Have you ever felt like your feet were stuck to the floor or your legs felt like cinder blocks making it impossible to move? This is something that happens to people with Parkinson’s Disease and is called freezing. The exact cause of freezing is unknown but tends to happen when dopaminergic drugs are wearing off. Freezing can happen when people are in new or stressful environments, when walking in narrow or wide-open spaces, or trying to make a turn. Freezing increases a person’s fall risk and can increase anxiety for the person with Parkinson’s as well as for their family members and friends.


The best way to manage freezing is to prevent it. Aerobic exercise helps control PD symptoms and freezing is no exception to the rule. Other strategies include taking long strides and hitting the ground with your heel first to prevent freezing from occurring. Anxiety is another precipitating factor for freezing. Managing anxiety through exercise, medication, or counseling can all help decrease the frequency of freezing. Be sure to discuss your freezing episodes with your neurologist and physical therapist.
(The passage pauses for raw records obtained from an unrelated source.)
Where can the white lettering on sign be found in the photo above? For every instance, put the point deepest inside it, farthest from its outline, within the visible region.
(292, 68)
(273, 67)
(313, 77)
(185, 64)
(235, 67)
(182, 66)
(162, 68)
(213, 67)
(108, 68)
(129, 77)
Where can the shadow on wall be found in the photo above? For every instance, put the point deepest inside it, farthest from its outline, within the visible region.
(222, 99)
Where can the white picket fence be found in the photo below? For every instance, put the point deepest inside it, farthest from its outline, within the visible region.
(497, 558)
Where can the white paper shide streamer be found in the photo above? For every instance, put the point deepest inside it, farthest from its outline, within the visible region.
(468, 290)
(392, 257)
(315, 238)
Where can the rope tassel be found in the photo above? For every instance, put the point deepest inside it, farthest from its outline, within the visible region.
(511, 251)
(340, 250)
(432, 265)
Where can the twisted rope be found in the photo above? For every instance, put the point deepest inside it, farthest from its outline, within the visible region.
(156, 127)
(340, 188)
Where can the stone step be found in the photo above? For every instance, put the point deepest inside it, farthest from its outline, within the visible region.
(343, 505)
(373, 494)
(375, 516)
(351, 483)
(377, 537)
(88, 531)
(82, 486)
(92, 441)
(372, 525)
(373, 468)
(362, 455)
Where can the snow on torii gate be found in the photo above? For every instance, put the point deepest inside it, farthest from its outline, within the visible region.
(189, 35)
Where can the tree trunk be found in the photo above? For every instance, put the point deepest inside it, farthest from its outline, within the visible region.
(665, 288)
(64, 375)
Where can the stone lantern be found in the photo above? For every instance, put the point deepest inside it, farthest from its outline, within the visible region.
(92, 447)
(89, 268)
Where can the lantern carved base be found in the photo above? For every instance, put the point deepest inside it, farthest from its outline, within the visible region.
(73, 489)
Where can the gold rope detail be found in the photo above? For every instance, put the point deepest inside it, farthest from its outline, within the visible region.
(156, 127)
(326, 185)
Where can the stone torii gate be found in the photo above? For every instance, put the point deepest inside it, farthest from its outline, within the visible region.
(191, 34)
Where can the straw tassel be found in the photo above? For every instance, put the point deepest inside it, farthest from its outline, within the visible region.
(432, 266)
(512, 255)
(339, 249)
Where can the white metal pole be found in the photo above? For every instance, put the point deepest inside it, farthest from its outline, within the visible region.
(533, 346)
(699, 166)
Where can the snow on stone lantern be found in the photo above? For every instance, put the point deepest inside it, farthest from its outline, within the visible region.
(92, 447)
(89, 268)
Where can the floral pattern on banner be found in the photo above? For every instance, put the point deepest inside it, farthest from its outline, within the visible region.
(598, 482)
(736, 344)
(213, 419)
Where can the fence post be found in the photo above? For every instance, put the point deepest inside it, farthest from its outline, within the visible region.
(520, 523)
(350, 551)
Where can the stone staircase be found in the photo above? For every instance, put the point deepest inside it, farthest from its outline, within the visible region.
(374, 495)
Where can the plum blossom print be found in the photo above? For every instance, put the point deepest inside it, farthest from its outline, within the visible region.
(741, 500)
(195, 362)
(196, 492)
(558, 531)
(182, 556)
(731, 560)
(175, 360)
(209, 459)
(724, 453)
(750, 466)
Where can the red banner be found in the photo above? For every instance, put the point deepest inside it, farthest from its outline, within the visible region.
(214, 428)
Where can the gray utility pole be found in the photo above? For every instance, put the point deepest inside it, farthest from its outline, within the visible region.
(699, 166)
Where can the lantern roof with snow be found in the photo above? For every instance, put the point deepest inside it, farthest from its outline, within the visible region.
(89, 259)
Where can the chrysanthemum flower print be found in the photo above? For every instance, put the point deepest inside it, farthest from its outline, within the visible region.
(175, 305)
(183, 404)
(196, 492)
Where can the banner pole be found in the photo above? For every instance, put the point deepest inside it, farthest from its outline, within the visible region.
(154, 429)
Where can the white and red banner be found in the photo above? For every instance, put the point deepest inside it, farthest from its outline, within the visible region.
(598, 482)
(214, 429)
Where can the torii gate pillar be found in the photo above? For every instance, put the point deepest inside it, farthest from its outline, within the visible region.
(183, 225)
When freezing cannot be prevented, there are some simple tricks that help you get out of a freeze. The first step is to stop struggling. Think about quicksand, the harder you fight, the more you sink in. At the first sign of freezing, STOP and take a deep breath, relax and put your weight back on your heels. From there try one of these strategies:

• Count out loud while you step to the beat

• Look at and then step onto a specific spot on the ground

• Shift your weight side to side then focus on taking one large step

• If turning LEFT try to turn your LEFT toe out, when turning RIGHT turn your RIGHT toe out.


How Caregivers Can Help

As a care partner, you can provide a great deal of help with freezing prevention and management. Freezing often occurs in a new or stressful environment, so try the following:

• Prevention

– Create a calm environment

– Try not to rush

– Make a plan with your partner about what to do when freezing starts

• Reaction

– Take a calming breath with your partner. Sometimes a simple hug can help.

– Encourage the tips you’ve learned in therapy or this journal as soon as you see freezing start

– Hold hands and shift your weight from side to side as if dancing

– Place your foot out to give your partner a goal to step toward


Freezing increases a person’s fall risk and can increase anxiety for the person with

Parkinson’s as well as for their family members and friends.